Jak rozpoznać czarną plamistość?
Czarna plamistość to choroba grzybowa, której pierwsze objawy można zauważyć już wiosną. Na liściach róż pojawiają się purpurowe i czarne plamy, a z czasem całe liście żółkną i opadają. Na młodych pędach mogą także pojawić się czarne zmiany. Chorujące róże potrafią zgubić niemal wszystkie liście, co znacząco osłabia ich kondycję.
Jeden prosty zabieg – przepis na zdrowe róże
Ekspert ogrodniczy, Adam Kirtland, w rozmowie z express.co.uk, radzi: „Na szczęście bardzo łatwo sobie z tym poradzić. Wystarczy odciąć zainfekowany liść i od razu go wyrzucić. Tak, róże mogą przez chwilę wyglądać gorzej, ale w przyszłym roku odwdzięczą się pięknymi kwiatami.” Ekspert podkreśla, że regularne usuwanie chorych liści i utrzymanie porządku wokół krzewów to podstawa skutecznej walki z chorobą.

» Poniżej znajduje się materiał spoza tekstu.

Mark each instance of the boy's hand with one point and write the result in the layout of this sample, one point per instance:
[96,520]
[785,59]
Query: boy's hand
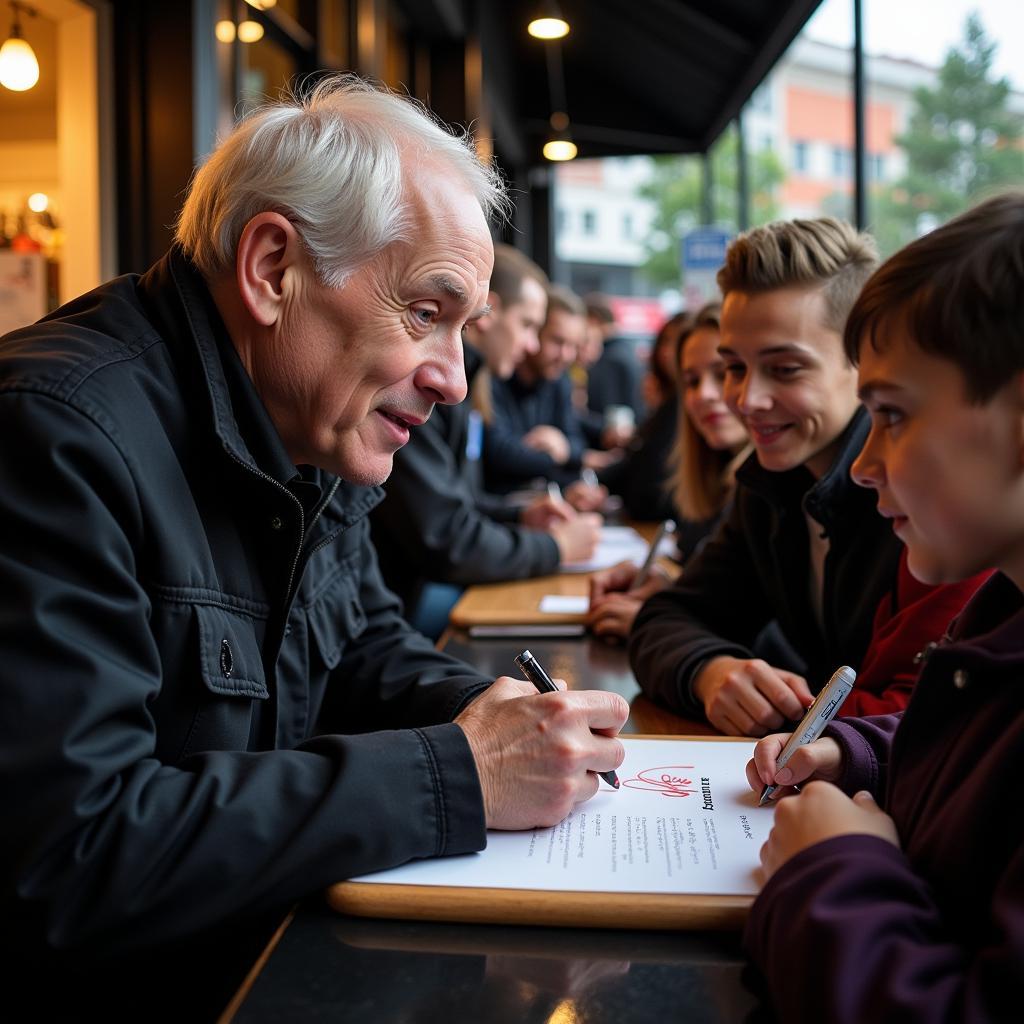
[613,617]
[620,578]
[750,697]
[820,760]
[821,811]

Dodatkowe wskazówki dla ogrodników
Royal Horticultural Society zaleca, by zbierać i niszczyć opadłe liście jesienią oraz usuwać te, które pozostają na krzewach w czasie zimy. Towarzystwo ogrodnicze ostrzega również przed stosowaniem fungicydów, które mogą negatywnie wpływać na bioróżnorodność i zdrowie gleby. Zamiast tego warto postawić na dobre praktyki ogrodnicze, takie jak unikanie szkodników, chorób i chwastów oraz dbanie o naturalnych wrogów patogenów.